100 years ago: City takes steps to greet Kansas-Nebraska fans

From the Lawrence Daily Journal-World for Nov. 3, 1915:

  • “Lawrence is soon to be host to a big crowd of football enthusiasts, and the Merchants association is taking steps now to see that the town is properly decorated for the occasion, the Kansas-Nebraska game…. The Merchants association will cooperate with the University authorities in seeing that all the streets which will be traversed by the football crowd will have plenty of the colors of the two schools swinging to the breeze.”
  • “To show the faculty’s attitude toward student spirit, Chancellor Frank Strong of the University this morning granted a two hour rally to be held on Friday morning, November 12, the day before the Nebraska game. Cheerleader Joe Gaitskill will be in charge and the biggest rally ever held at the University will be pulled off, the yell master says…. The action of the chancellor is significant. It is taken by the students as a welcome sign that the faculty and board of administration are as anxious as they are to see the whole school behind the team on the day of the great gridiron struggle with the Cornhuskers, and it is safe to say that the University has awakened to the necessity for concerted effort along all lines if the Jayhawk is to husk Nebraska’s corn this year.”
  • “Those who have driven out from Lawrence in various directions, notably to Ottawa and back, encounter some bad roads upon which a large amount of hard work has been done this fall at considerable expense. They are stretches upon which the heavy graders and deflectors have been used, drawn by tractors. As one result the road has been ‘shaped up’ from the sides, the slope naturally being considerable from the center to the outer edges of the road. So far so good, but the weather has been dry long enough that any tendency to clod has been greatly exaggerated between the treatment and the weather. Huge clods that can only be broken with a maul encumber the roadbed and are a great nuisance…. Apparently the only correction for this upon scores of miles of roads is to wait until rain comes and then take advantage of the moisture soon enough to break down these clods by dragging before they again become dry.”
  • “Lawrence Cleveland, the young fellow who was badly bruised about the body and severely cut about the head when he fell off a Union Pacific freight car a week ago and was taken to Social Service League Hall and put in the care of the visiting nurse, has so far recovered that he left the Hall yesterday…. He says his home is Maryville, and that the accident happened upon his first considerable trip away from home, while he was trying to travel cheaply.

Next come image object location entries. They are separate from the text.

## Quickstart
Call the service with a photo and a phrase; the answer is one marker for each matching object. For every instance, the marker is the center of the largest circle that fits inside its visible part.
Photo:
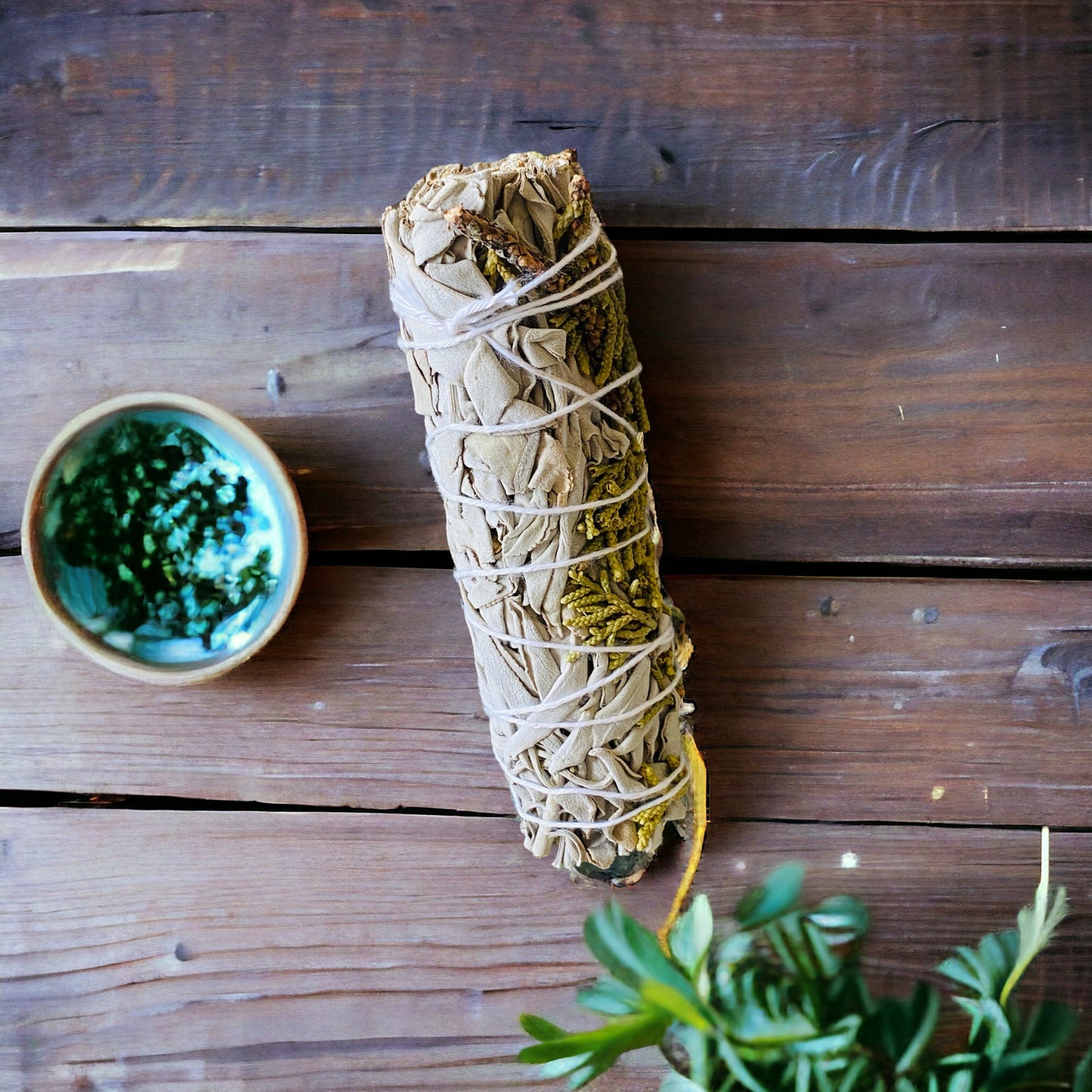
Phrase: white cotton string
(638, 794)
(533, 642)
(486, 318)
(564, 564)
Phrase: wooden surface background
(869, 452)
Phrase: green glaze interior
(164, 540)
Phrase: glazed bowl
(164, 539)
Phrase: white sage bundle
(512, 317)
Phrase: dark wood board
(809, 401)
(324, 952)
(865, 700)
(789, 115)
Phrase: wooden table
(868, 363)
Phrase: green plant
(780, 1004)
(161, 515)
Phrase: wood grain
(883, 114)
(866, 700)
(324, 952)
(809, 401)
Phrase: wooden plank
(299, 952)
(86, 318)
(809, 402)
(868, 700)
(886, 114)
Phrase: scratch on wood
(90, 259)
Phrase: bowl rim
(268, 463)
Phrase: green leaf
(837, 1038)
(543, 1030)
(986, 1013)
(736, 1067)
(630, 1033)
(631, 952)
(610, 998)
(691, 936)
(697, 1047)
(984, 970)
(676, 1082)
(925, 1008)
(673, 1003)
(561, 1067)
(902, 1029)
(1038, 922)
(960, 1081)
(775, 896)
(755, 1027)
(842, 920)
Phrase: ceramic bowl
(193, 630)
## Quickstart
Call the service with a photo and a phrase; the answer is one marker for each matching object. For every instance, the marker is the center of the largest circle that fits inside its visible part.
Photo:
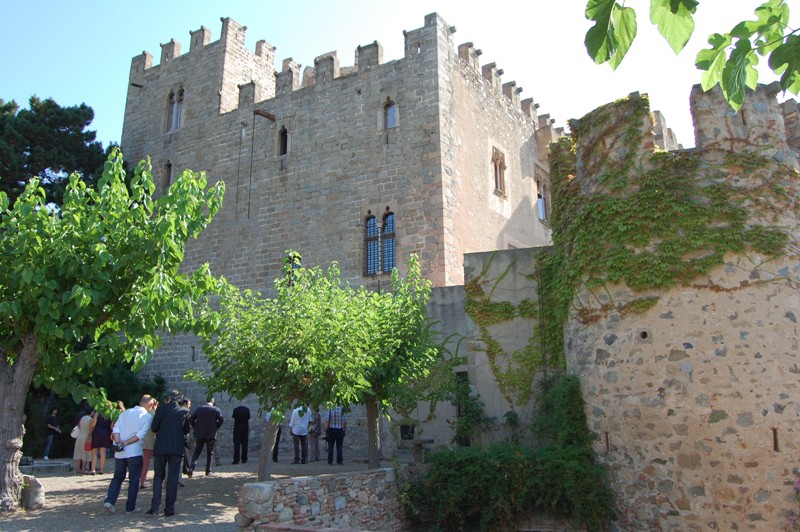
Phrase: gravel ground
(206, 504)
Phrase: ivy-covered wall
(677, 274)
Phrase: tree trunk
(14, 383)
(373, 434)
(265, 455)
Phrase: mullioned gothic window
(380, 243)
(542, 200)
(283, 141)
(175, 110)
(499, 171)
(389, 114)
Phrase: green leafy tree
(302, 344)
(401, 343)
(318, 341)
(90, 284)
(49, 142)
(731, 58)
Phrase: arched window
(389, 114)
(380, 243)
(175, 110)
(388, 242)
(499, 171)
(167, 176)
(283, 141)
(542, 202)
(373, 244)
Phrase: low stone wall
(363, 500)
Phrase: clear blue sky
(80, 52)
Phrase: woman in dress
(147, 447)
(314, 430)
(101, 440)
(79, 454)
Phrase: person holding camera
(170, 424)
(127, 436)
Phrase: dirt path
(206, 504)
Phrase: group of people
(159, 431)
(92, 439)
(306, 423)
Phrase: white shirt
(299, 421)
(132, 422)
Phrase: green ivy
(656, 222)
(515, 381)
(491, 488)
(653, 222)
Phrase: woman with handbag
(79, 453)
(100, 440)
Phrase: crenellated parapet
(757, 128)
(493, 76)
(681, 272)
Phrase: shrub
(491, 488)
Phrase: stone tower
(429, 154)
(692, 385)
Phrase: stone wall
(364, 500)
(694, 397)
(433, 170)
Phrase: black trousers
(240, 441)
(335, 436)
(169, 466)
(198, 448)
(275, 446)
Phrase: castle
(689, 383)
(430, 154)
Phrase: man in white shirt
(128, 433)
(298, 425)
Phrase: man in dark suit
(241, 432)
(170, 423)
(206, 420)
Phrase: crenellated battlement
(255, 73)
(605, 142)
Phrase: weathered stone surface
(33, 493)
(722, 367)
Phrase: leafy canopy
(731, 58)
(302, 343)
(318, 339)
(49, 142)
(93, 281)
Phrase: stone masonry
(306, 156)
(362, 500)
(695, 399)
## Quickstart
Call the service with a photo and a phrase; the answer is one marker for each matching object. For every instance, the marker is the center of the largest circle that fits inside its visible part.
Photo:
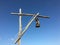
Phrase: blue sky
(47, 34)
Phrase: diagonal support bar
(26, 28)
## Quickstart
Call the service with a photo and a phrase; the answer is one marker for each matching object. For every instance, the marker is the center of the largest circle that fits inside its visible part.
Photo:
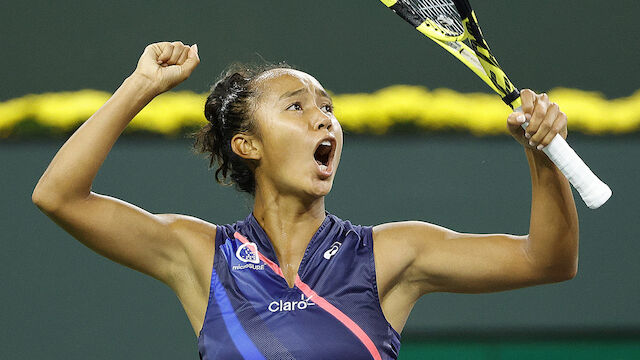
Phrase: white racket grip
(593, 191)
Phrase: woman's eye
(295, 106)
(328, 108)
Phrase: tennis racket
(453, 25)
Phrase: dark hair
(228, 110)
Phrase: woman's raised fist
(167, 64)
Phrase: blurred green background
(61, 301)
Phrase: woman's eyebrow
(301, 90)
(292, 93)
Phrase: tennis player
(292, 281)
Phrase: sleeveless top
(331, 312)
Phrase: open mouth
(324, 154)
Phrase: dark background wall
(350, 46)
(60, 300)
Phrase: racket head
(437, 19)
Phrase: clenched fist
(544, 117)
(167, 64)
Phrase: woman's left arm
(428, 258)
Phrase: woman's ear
(246, 146)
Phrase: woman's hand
(164, 65)
(544, 117)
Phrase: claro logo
(278, 306)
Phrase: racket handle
(593, 191)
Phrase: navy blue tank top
(332, 311)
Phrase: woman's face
(300, 139)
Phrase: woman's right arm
(152, 244)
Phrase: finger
(546, 126)
(559, 124)
(539, 112)
(192, 61)
(175, 54)
(167, 50)
(516, 118)
(183, 56)
(528, 99)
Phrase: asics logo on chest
(332, 250)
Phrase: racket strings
(441, 12)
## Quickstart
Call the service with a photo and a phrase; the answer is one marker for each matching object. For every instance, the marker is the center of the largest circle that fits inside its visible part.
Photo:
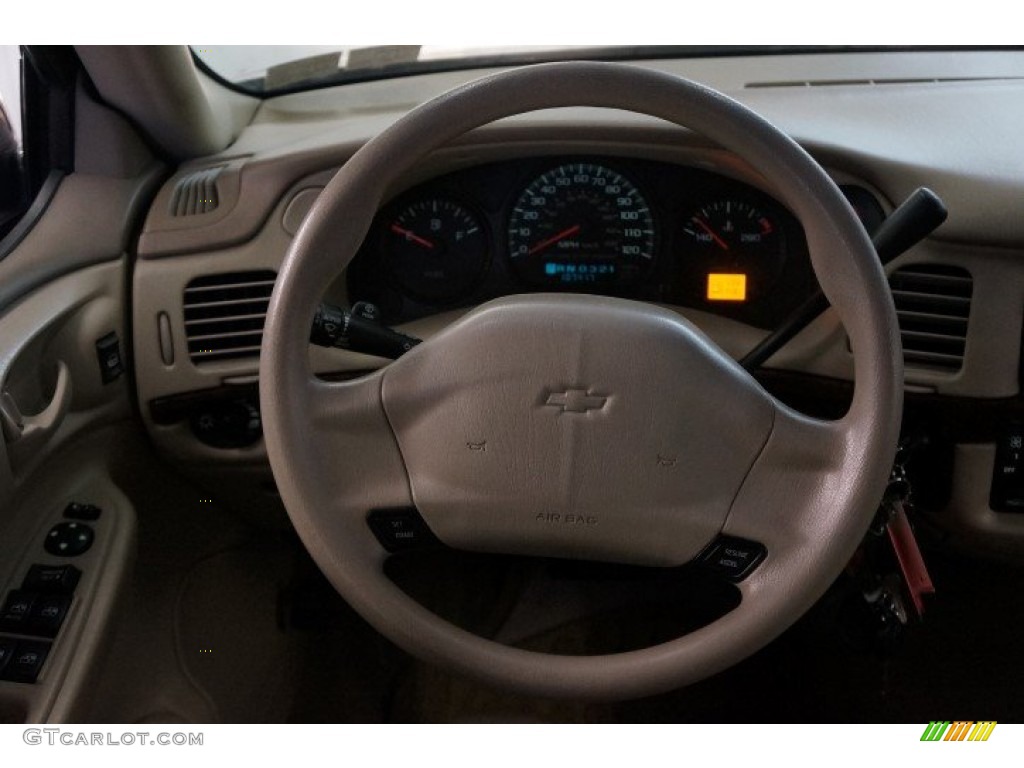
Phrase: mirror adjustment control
(54, 580)
(78, 511)
(6, 651)
(69, 539)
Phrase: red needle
(714, 236)
(553, 239)
(411, 236)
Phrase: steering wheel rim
(339, 451)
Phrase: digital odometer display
(581, 224)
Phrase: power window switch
(26, 662)
(52, 580)
(47, 615)
(15, 611)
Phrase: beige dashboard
(887, 123)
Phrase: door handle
(31, 431)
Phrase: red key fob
(911, 564)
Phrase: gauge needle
(413, 237)
(714, 236)
(554, 239)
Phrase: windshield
(269, 69)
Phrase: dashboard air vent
(224, 314)
(933, 304)
(197, 193)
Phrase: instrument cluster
(640, 229)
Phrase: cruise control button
(69, 539)
(17, 606)
(26, 662)
(59, 580)
(400, 529)
(733, 558)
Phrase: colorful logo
(946, 731)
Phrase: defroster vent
(224, 314)
(933, 304)
(196, 193)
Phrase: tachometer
(435, 249)
(733, 250)
(579, 224)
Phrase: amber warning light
(726, 287)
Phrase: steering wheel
(579, 426)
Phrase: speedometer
(579, 224)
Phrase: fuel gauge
(435, 250)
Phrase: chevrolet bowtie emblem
(577, 400)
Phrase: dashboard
(581, 201)
(619, 226)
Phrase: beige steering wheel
(580, 482)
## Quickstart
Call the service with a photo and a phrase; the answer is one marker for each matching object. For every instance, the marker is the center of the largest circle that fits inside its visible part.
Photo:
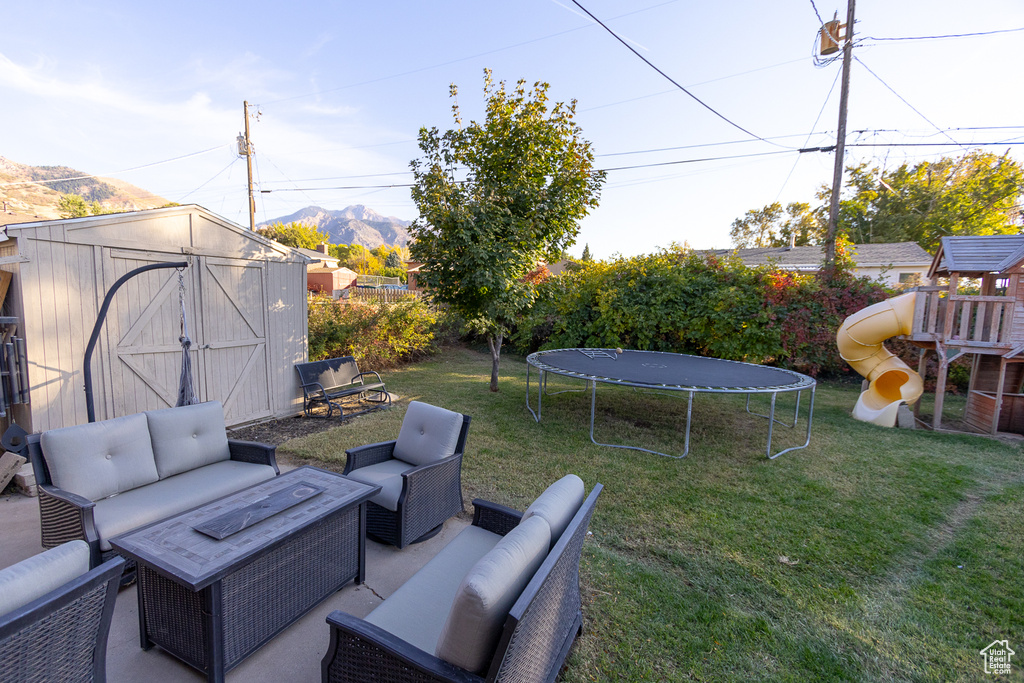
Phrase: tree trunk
(495, 342)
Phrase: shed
(245, 298)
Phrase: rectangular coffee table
(212, 603)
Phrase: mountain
(27, 198)
(352, 225)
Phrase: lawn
(872, 555)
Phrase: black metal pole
(87, 370)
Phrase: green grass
(872, 555)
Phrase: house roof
(317, 256)
(811, 258)
(976, 255)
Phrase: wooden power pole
(246, 147)
(840, 137)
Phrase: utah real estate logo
(997, 655)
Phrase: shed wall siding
(245, 303)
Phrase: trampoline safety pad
(671, 372)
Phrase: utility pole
(246, 148)
(840, 138)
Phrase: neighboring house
(326, 272)
(894, 263)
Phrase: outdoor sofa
(55, 615)
(420, 475)
(100, 479)
(501, 602)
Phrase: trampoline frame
(801, 384)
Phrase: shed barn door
(144, 324)
(232, 347)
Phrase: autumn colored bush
(378, 335)
(677, 300)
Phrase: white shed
(245, 301)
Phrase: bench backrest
(329, 373)
(544, 621)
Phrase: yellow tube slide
(891, 381)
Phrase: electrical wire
(670, 79)
(861, 62)
(952, 35)
(218, 173)
(811, 134)
(115, 173)
(453, 61)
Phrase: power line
(453, 61)
(952, 35)
(114, 173)
(861, 62)
(669, 78)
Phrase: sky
(153, 93)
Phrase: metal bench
(334, 380)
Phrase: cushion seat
(418, 610)
(127, 511)
(387, 475)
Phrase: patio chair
(55, 615)
(420, 475)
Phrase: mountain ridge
(353, 224)
(31, 193)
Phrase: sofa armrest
(495, 517)
(66, 516)
(430, 494)
(368, 455)
(361, 651)
(254, 452)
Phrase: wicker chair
(60, 633)
(420, 474)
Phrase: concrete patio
(293, 655)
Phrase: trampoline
(662, 372)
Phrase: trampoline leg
(540, 393)
(686, 444)
(807, 441)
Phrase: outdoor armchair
(55, 615)
(420, 475)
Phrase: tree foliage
(771, 226)
(295, 235)
(976, 194)
(496, 199)
(732, 311)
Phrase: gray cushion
(558, 504)
(186, 437)
(417, 611)
(487, 593)
(428, 433)
(169, 497)
(387, 475)
(34, 578)
(100, 459)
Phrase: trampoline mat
(658, 369)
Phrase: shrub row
(378, 335)
(680, 301)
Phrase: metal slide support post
(87, 365)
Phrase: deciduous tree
(498, 198)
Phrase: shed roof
(131, 229)
(976, 255)
(811, 258)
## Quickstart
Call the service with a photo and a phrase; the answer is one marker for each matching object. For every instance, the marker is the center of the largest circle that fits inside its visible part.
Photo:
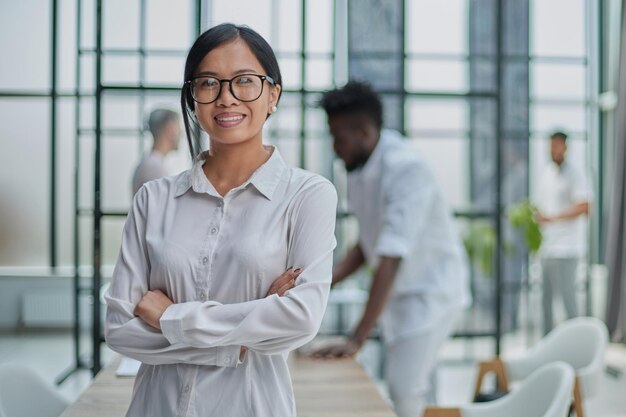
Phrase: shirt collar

He was on his way home from Kansas City when it happened. He seemed to be deeply grateful for the care he received and promised some returns for it all when he shall be able to make any. The nurse and others at the Hall were very favorably impressed with him.”
  • “Charlie Kaiser made a record with his Ford car Saturday night that will be the envy of all jitney drivers. When he was driving into town Saturday he caught up with a party of nine University girls who were trudging back to town after a picnic on the Wakarusa. Mr. Kaiser found room in his car for all nine of them and brought them back to town.”